What to Put on Your Skin After Shaving

Aftercare is where most people drop the ball. The first 24 to 48 hours after shaving are when ingrown hairs start forming, so what you do (and don’t do) in that window matters.

Rinse with cool water immediately after shaving to help close pores. Then apply a lightweight, non-comedogenic moisturizer. You want something that hydrates without clogging follicles. Look for ingredients like niacinamide (which boosts hydration and helps with skin texture), aloe vera, or jojoba oil. Avoid anything heavily fragranced, as freshly shaved skin is more reactive.

In the days between shaves, a product containing alpha-hydroxy acids (AHAs) or beta-hydroxy acids (BHAs) can help prevent dead skin from sealing over the follicle openings. These acids gently dissolve the buildup that traps hairs. Products marketed as “ingrown hair serums” or “bump erasers” typically contain one or both. For the pubic area, stick to lower concentrations (around 1 to 2%) and apply to the outer bikini line and mons rather than on mucous membranes or broken skin.

Between Shaves: Keep Exfoliating

Exfoliation isn’t just a pre-shave step. Gently exfoliating the area two to three times per week between shaves keeps dead skin from accumulating over the follicles as hair starts to regrow. A soft sugar scrub or a chemical exfoliant applied to the outer area both work. The goal is to keep the skin’s surface clear so new hair growth can push through freely instead of getting trapped underneath.

Avoid tight underwear and clothing in the hours after shaving. Friction from snug fabric pushes regrowing hairs sideways into the skin. Loose cotton underwear or going commando for the first day gives hairs the best chance of growing outward.

If You Already Have an Ingrown Hair

Most ingrown hairs resolve on their own within one to two weeks as the hair eventually grows long enough to release from the skin. You can speed things along by applying a warm compress for 10 to 15 minutes, which opens the pore and helps the trapped hair work its way out. Resist the urge to dig at it with tweezers or a needle. Breaking the skin introduces bacteria and turns a minor annoyance into a potential infection.

Stop shaving the affected area until the ingrown clears. Shaving over an existing ingrown can push the hair deeper and cause more inflammation.

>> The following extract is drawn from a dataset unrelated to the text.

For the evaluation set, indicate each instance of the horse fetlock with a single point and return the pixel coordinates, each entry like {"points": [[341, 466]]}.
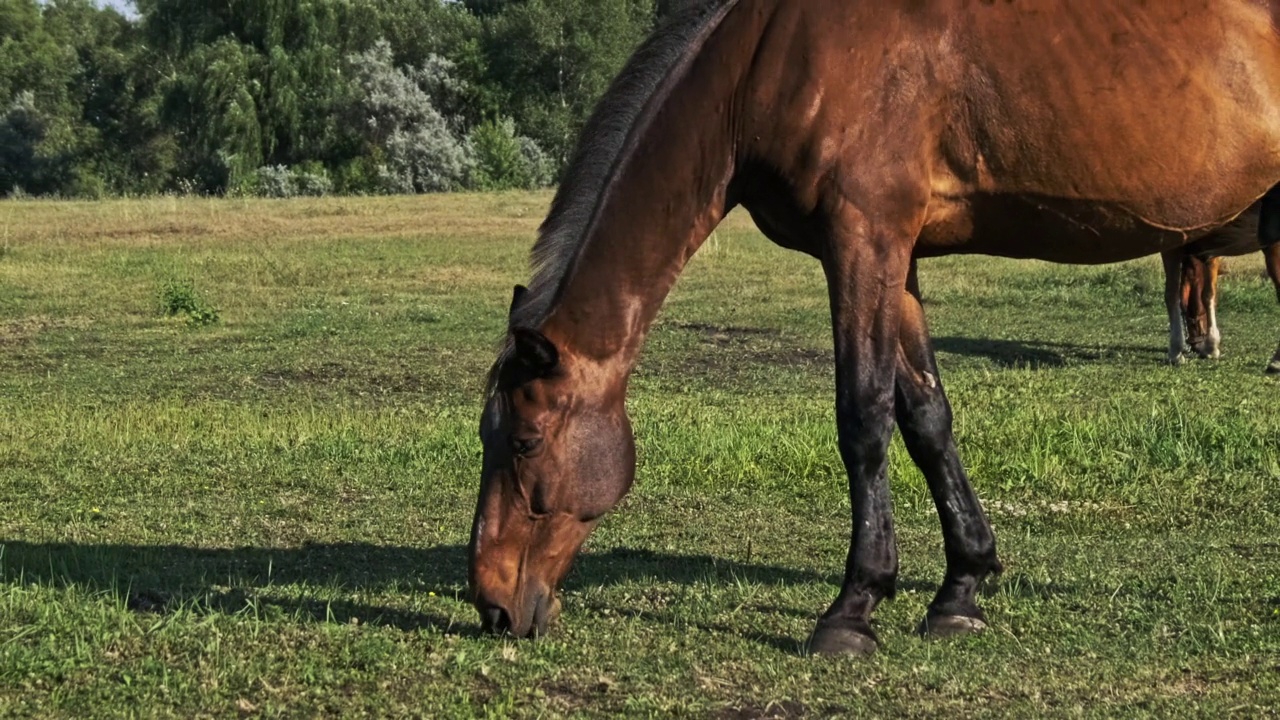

Watch for signs that an ingrown has become infected: increasing redness, swelling, pus, or pain that gets worse instead of better. Bacterial folliculitis happens when staph bacteria (which live on everyone’s skin) enter through the tiny wound left by the ingrown. A deeper infection can turn into a boil, which appears as a sudden, painful, inflamed lump. If you develop spreading redness, fever, or chills, that’s a sign the infection is moving beyond the follicle and needs medical attention.

The Most Effective Changes, Ranked

If you’re going to change one thing, switch your tool. Moving from a multi-blade cartridge to a single-blade razor or an electric trimmer with a guard will do more than any cream or scrub. After that, the highest-impact changes in order:

  • Shave with the grain and limit passes to one or two.
  • Exfoliate before and between shaves to keep follicles clear.
  • Use a chemical exfoliant after shaving (AHA or BHA serum) to prevent dead skin buildup.
  • Wear loose clothing for at least 24 hours post-shave.

No single step eliminates ingrown hairs completely, especially if your hair is naturally coarse or curly. But stacking these habits together makes a noticeable difference, often within just one or two shave cycles.